Invisalign is generally easier to get used to, because the trays can be removed for eating and cleaning, which are the hardest part of getting used to fixed appliances - however, there will be a considerable adjustment.
The trays may feel like they do not fit, or perhaps the dentist gave you the wrong trays. Rest assured, they are yours. They feel as though they do not fit because technically they don’t. The tray is shaped to the pattern your teeth should be in after the two-week treatment period, not the pattern they are in now. With that in mind, do not panic if they do not fit just right. There is also going to be some pain or general discomfort the first few days of a new tray. Taking a couple of aspirin will help with pain. As they continue to move your teeth, they seem to fit more comfortably at the end of the two-week period. Don’t get too comfortable, it’s time to change your tray.
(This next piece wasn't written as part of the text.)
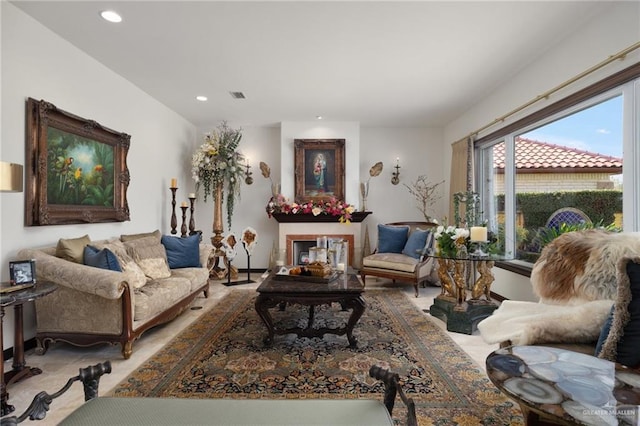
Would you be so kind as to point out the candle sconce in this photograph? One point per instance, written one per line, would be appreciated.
(395, 176)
In some cases, a tooth may need a little extra persuasion to turn or move. The tooth will then receive an “attachment.” This is a small dot of dental bonding material placed on the tooth to provide an extra pressure point for a better fitting tray. While these attachments are not entirely invisible, they are not glaringly obvious either. After a day or two, you won’t even notice them, and the only time you will feel them is when you do not have your trays in.
You may also experience some disruption to your speech pattern. It is not uncommon to experience a slight lisp while you are getting used to having the trays in. This is easily overcome by practicing. Work on certain sounds while driving or alone in front of the mirror.